Timer Relay Price Guide 2026: How Much Do They Cost?
Procurement teams usually don’t lose money on the timer relay itself—they lose money on wrong specs (wrong function or voltage), inconsistent quality, and compliance gaps that cause rework, downtime, or inspection failures. This guide focuses on practical budgeting and selection for industrial panels and OEM builds, using real market price references. Timer Relay Price Guide 2026, Timer Relay Cost in 2026, Affordable Timer Relay Manufacturer, Industrial Timer Relay Price Comparison, Cost-Effective Timer Relay Solutions, Factory Direct Timer Relay Supplier, OEM Timer Relay Manufacturer China, High-Quality Timer Relay at Competitive Price, Best Timer Relay Alternative to Schneider and Omron, DIN Rail Timer Relay Supplier, Digital Timer Relay Price and Specifications, Analog Timer Relay Price Guide, Reliable Timer Relay for Industrial Automation, Wholesale Timer Relay Supplier, Custom Timer Relay Manufacturer, CE Certified Timer Relay Supplier, Programmable Timer Relay at Low Cost, Bulk Timer Relay Price from China, Energy-Efficient Industrial Timer Relays, CDGKZ Timer Relay Manufacturer and Supplier.
TL;DR
A timer relay is essentially a control relay with a built‑in time delay function; it combines a control circuit with an output relay so contacts switch before/after a preset interval. In buyer terms, the total cost is driven less by “the relay” and more by function + performance + compliance + buying channel.

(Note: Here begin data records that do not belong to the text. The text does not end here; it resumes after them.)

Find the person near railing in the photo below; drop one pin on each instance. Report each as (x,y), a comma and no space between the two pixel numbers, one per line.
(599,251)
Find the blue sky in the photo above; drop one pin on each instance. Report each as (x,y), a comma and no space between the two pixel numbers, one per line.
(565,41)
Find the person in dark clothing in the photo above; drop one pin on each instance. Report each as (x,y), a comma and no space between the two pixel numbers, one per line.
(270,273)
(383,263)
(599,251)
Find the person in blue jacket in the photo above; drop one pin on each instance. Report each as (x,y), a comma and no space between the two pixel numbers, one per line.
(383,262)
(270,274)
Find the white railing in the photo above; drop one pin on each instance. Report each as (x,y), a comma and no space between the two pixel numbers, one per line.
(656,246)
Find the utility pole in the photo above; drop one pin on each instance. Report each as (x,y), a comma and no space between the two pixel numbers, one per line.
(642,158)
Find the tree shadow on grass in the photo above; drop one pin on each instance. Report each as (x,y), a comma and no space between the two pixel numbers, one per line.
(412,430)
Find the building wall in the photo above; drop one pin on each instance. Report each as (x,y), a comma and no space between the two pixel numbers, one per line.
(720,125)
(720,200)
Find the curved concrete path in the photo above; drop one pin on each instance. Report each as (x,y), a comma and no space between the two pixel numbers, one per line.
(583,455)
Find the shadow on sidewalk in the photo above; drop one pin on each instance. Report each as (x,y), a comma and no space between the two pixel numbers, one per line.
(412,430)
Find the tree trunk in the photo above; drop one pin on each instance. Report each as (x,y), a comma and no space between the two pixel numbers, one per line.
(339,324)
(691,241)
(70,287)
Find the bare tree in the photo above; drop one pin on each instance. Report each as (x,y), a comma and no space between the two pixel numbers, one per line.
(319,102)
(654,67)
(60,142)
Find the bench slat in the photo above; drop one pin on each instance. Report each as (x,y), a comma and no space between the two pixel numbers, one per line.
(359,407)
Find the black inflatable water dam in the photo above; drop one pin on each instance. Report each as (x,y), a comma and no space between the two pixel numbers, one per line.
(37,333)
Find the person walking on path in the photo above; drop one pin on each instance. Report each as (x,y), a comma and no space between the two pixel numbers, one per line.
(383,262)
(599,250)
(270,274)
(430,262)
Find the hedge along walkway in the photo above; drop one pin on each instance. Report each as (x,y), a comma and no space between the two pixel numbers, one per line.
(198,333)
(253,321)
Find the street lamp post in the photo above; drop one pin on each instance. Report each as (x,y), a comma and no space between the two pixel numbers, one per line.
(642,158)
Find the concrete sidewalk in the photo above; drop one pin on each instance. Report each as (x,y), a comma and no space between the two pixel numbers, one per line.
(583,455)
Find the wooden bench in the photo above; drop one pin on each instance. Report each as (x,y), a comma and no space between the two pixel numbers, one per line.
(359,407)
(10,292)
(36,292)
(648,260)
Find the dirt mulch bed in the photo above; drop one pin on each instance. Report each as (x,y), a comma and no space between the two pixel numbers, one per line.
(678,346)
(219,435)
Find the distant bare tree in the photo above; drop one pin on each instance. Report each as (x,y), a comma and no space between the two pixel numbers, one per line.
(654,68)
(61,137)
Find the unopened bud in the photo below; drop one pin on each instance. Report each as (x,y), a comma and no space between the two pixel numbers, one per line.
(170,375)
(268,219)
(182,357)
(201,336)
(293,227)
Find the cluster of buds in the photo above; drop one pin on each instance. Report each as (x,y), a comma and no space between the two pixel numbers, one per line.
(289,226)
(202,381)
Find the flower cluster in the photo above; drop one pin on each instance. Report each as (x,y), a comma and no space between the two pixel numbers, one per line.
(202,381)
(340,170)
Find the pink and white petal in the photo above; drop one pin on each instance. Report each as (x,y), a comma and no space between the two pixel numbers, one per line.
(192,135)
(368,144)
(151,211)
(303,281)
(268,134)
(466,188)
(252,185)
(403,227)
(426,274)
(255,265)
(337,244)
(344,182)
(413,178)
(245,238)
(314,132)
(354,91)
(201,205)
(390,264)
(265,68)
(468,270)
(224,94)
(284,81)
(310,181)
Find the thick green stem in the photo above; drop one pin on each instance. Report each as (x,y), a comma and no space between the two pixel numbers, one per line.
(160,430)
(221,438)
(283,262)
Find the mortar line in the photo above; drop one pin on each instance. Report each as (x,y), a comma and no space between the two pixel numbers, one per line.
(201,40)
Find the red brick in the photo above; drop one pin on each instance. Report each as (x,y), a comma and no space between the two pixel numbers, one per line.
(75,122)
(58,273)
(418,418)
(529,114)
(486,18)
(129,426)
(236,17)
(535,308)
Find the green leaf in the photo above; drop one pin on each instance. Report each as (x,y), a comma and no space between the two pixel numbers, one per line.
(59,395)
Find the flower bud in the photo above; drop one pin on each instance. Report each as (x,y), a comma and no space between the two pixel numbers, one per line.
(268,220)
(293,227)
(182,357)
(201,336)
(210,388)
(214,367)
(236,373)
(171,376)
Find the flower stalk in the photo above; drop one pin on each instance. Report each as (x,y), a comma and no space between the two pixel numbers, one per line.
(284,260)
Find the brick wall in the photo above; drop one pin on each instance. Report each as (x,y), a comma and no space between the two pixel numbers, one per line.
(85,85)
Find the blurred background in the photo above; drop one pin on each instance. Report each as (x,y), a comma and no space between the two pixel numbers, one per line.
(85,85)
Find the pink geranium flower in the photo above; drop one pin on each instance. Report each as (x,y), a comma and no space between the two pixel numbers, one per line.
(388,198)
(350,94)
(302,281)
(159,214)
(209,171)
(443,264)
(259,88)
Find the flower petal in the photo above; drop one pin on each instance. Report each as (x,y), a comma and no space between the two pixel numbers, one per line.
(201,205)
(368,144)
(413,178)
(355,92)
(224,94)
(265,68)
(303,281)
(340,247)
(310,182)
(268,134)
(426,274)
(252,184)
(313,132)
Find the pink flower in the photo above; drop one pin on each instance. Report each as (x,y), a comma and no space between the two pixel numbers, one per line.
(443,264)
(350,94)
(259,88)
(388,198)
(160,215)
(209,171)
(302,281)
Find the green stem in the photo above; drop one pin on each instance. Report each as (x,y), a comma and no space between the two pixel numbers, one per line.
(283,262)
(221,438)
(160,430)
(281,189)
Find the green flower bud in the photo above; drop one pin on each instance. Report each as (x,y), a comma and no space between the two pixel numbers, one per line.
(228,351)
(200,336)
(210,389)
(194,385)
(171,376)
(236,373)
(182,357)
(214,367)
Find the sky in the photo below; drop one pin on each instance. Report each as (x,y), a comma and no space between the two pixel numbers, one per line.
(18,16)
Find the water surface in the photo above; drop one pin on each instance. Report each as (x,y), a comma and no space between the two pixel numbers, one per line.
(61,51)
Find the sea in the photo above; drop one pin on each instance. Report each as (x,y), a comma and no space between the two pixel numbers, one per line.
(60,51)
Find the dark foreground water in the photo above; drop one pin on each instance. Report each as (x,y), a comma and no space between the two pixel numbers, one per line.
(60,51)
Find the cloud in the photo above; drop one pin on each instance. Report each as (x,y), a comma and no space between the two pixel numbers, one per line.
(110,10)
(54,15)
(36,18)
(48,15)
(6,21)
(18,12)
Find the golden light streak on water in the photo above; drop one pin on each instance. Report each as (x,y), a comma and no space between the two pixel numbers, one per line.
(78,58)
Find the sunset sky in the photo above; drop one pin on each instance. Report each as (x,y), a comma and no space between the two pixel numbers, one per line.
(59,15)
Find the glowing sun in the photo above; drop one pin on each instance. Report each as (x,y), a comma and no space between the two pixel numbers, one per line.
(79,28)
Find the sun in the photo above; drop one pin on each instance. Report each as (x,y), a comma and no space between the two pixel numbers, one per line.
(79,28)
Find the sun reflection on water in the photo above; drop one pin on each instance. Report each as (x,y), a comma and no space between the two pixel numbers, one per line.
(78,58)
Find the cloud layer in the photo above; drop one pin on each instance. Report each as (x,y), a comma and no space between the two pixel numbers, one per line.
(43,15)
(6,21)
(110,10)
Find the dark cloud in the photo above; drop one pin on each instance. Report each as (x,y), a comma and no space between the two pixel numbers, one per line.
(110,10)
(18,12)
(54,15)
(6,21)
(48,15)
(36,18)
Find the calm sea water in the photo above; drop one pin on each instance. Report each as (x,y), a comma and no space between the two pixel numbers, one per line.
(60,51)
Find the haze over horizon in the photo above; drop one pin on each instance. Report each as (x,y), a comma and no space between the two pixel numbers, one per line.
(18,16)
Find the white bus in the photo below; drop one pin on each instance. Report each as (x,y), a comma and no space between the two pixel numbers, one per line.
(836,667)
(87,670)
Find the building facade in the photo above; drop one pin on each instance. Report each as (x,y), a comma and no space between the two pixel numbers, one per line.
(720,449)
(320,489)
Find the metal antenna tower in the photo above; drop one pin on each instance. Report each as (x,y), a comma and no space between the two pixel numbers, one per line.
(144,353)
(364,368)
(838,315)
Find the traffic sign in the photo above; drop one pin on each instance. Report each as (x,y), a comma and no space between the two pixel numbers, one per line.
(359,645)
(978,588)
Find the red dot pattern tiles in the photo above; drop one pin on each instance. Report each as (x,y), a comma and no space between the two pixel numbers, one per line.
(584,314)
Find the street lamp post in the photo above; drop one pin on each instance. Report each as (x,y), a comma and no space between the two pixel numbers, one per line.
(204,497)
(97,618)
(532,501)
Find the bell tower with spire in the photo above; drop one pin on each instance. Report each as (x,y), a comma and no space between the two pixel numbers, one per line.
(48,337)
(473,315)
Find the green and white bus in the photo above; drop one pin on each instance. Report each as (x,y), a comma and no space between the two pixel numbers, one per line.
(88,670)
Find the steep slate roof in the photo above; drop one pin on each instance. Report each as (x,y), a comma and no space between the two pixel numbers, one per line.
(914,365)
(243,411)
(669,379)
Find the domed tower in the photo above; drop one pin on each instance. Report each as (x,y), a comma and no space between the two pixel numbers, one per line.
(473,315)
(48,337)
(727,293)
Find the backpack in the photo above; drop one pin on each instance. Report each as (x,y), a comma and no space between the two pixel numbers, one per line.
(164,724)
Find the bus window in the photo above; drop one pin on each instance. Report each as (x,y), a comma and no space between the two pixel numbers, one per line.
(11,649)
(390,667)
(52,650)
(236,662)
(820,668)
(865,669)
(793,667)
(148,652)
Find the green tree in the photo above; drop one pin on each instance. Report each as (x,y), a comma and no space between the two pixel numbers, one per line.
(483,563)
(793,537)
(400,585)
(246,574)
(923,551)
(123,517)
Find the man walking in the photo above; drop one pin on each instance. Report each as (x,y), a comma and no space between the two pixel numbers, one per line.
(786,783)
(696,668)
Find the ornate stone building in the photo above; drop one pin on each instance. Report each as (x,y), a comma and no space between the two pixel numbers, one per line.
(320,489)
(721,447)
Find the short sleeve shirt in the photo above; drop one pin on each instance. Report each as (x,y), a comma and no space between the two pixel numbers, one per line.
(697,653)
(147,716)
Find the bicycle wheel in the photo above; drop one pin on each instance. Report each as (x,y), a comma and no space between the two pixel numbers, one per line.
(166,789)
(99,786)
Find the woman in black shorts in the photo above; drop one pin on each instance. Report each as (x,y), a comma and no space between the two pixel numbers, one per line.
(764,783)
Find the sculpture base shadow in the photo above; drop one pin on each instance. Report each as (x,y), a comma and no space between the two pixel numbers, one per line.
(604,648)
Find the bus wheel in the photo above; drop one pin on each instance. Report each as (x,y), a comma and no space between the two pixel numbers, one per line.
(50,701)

- Distributor pricing for branded industrial timer relays can be tens to hundreds of dollars per unit depending on function, contacts, and approvals (examples: a Schneider timer relay listed around SGD106; an Omron model listed around SGD220; an RS PRO DIN‑rail timer relay listed around SGD71).
- Digital/programmable units add flexibility and accuracy; analog dial units are simple and fast to deploy.
- For EU-facing projects, common compliance expectations relate to both product safety and time‑relay performance testing; IEC 61812‑1 is the time‑relay standard, while the EU Low Voltage Directive (2014/35/EU) defines safety scope and voltage ranges.
- If your goal is conversion: position CDGKZ as a cost-effective alternative plus OEM customization + stable QC + bundled supply (relay + socket + accessories), aligning with how panel builders actually source.
Key Takeaways:
- Pricing is a function of spec complexity and purchase channel, not just brand.
- Use standards language (IEC 61812‑1 + LVD scope) to build buyer trust.
- Treat “CDGKZ Timer Raley” positioning as: OEM-ready, factory-direct, cost-controlled, compliance-aware.
Learn more about timer relay operating principles
Industrial Timer Relay Price Comparison by Type and Channel
Timer relays are sold in multiple form factors (DIN rail, panel mount, plug-in socket types) and timing modes. A mainstream distributor definition highlights that a timer relay is a control relay with a built‑in time delay; contacts may open/close before/after a preset interval, and timing can range from milliseconds to hours or even days. That same reference lists common types such as on‑delay, off‑delay, single‑shot, interval, flasher/cycle, and repeat cycle, and notes that digital timer relays add programmable, high‑accuracy flexibility.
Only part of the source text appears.